Can Your Community Make You Heavier?

Some recent studies suggest that an urban community's design can affect how heavy its residents are. A new study suggests that community features can also affect obesity in rural neighborhoods. Researchers at Saint Louis University's School of Public Health have linked several environmental factors, including being far from a recreational facility and feeling unsafe from crime or traffic, with a higher risk of obesity in rural communities.

photo of a small town main street area.

The researchers, with funding from NIH's National Institute of Diabetes and Digestive and Kidney Diseases, surveyed over 2,500 people by telephone in 13 communities in rural regions of Missouri, Tennessee and Arkansas. They were asked their height and weight and about their diets and physical activity levels, along with a series of questions about their communities. The results were published in the July/August issue of the American Journal of Health Promotion.

Those who said they were far from a recreational facility or a walking or biking trail were more likely to be obese. Also more likely to be obese were those who said they weren't within walking distance of local destinations like a library, grocery store or post office. Feeling unsafe from traffic and crime were both associated with being obese, particularly among women. People who perceived their community as unpleasant were more likely to be obese as well, particularly among higher income people.
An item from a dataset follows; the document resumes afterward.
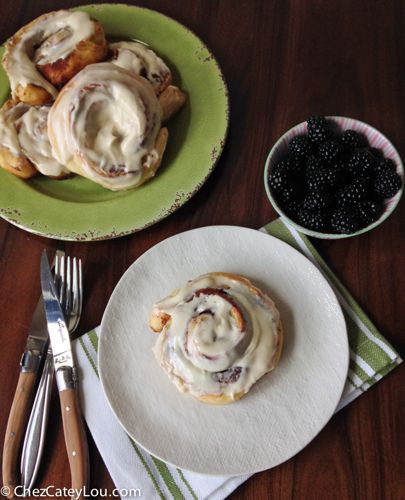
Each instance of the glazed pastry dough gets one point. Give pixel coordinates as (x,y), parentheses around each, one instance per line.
(49,51)
(106,125)
(219,335)
(24,144)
Like many other studies, this one found that people who got little physical activity and had high amounts of fat in their diets were more likely to be obese. The availability and quality of fresh fruits and vegetables, however, had no link with obesity.
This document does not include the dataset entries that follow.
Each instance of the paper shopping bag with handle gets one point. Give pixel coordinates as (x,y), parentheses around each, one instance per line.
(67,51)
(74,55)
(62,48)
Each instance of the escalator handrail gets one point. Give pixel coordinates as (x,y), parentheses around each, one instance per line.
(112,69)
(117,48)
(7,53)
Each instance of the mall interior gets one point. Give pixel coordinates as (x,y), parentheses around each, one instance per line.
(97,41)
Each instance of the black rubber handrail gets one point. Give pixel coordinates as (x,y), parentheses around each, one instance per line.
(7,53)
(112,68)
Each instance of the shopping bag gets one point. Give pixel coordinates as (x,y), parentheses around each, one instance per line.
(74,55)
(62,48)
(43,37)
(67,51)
The results of this study suggest that the rural neighborhood environment affects obesity by influencing how much physical activity people get. However, it doesn't prove the case. Obese people who live sedentary lives may be more likely to choose communities with fewer opportunities for physical activity in the first place. They may also simply be less aware of the opportunities around them. Further studies will reveal whether the way a community is designed can really affect how much the people who live there weigh.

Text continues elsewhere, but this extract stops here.